Sheffield United report explosion of interest from India following their owner's latest purchase
Sheffield United and Beerschot, their sister club from Belgium, collected more social media followers than any other teams in Europe last month Abdullah Alghamdi has told The Star; a development he attributes to their umbrella organisation’s expansion into Indian football.
Alghamdi, the group CEO of United World, was speaking as he outlined his vision for Kerala United, previously known as Calicut Quartz FC, which recently became the latest addition to the company’s rapidly expanding portfolio.
“On the commercial side, we have already started seeing the benefits of bringing KUFC into our group with an influx of Indian followers to our social media accounts,” he said. “Particularly for Sheffield United, where India is now in the top 10 list of countries where our followers are based.
“This added to the momentum of an already fast growing community for Sheffield United and Beerschot, who were the top two fastest growing clubs in Europe on the social media scene last month.”
United World, which also includes the Dubai based Al Hilal United on its roster, is the brainchild of HRH Prince Abdullah bin Musa’ad bin Abdulaziz Al Saud, who seized control of Bramall Lane following a High Court battle with former owner and long-standing director Kevin McCabe two years ago.
Although its creation does not mark United’s first foray into overseas sport - McCabe also established relationships with sides from China, Hungary, Australia and to a lesser extent Brazil during his tenure in charge - the Saudi Arabian and his associates believe UW’s model means it is better equipped to plot safe passage through the complex web of bureaucracy and geopolitical interests which proved problematic in the past. Although cultural sensibilities are taken into account, members adhere to similar principles in terms of their technical briefs and internal governance.

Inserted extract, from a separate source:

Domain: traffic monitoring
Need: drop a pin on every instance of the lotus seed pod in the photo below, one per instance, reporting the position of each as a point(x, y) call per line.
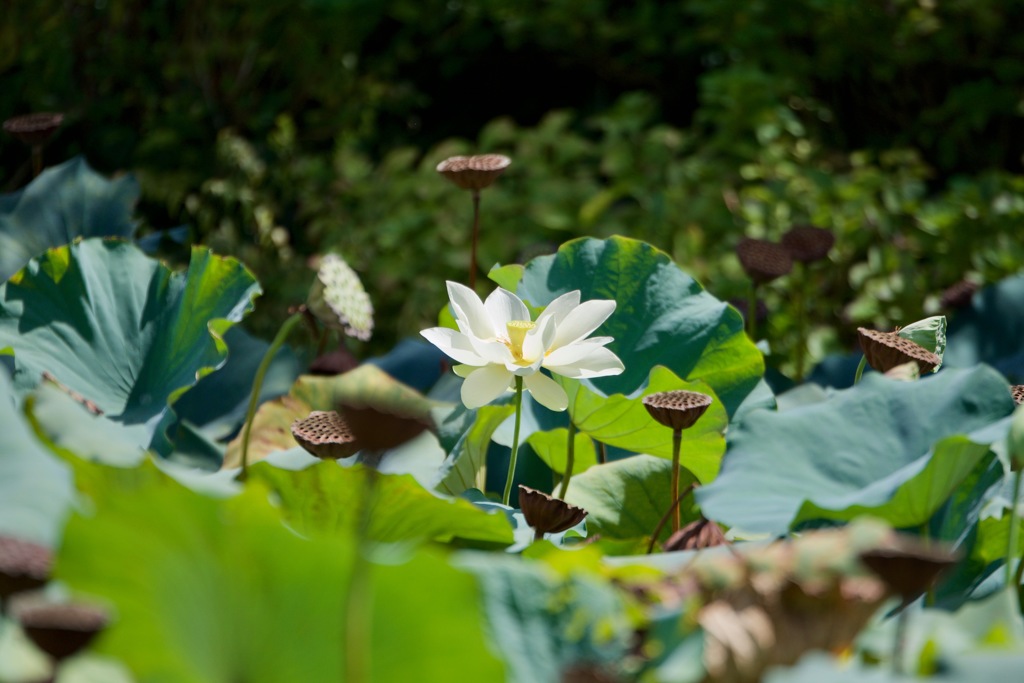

The overall aim is to help everyone under the UW banner reap the benefits of their collaboration, with the ultimate ambition of furnishing Beerschot and then United with their pick of talent from overseas at a fraction of the costs usually involved.
“On the football side of things the idea is simple,” Alghamdi said. “That is, to feed our top clubs with a consistent supply of talented players without having to pay an arm and a leg for it, We can attract them from a young age, from wherever they are in the world, through clubs and academies on the ground, and groom them within the network of clubs. The best of the best would work their way up the pyramid, where Sheffield United and Beerschot sit at the top for the moment.”
“In practice, this is a long term vision,” he added. “While we might not see a player from India or the UAE making it to the Premier League soon, this is still the idea.”
Although some are sceptical about the project’s chances of success, arguing its fortunes will effectively be decided by United’s own performances on the pitch, others note Manchester City’s decision to build their own global organisation highlights the wisdom of adopting a similar approach.
“The model encourages movement of players to and from clubs within the group,” Alghamdi said. “When the right moment comes, where there is benefit for both clubs and also the player, we will go ahead with such a move.”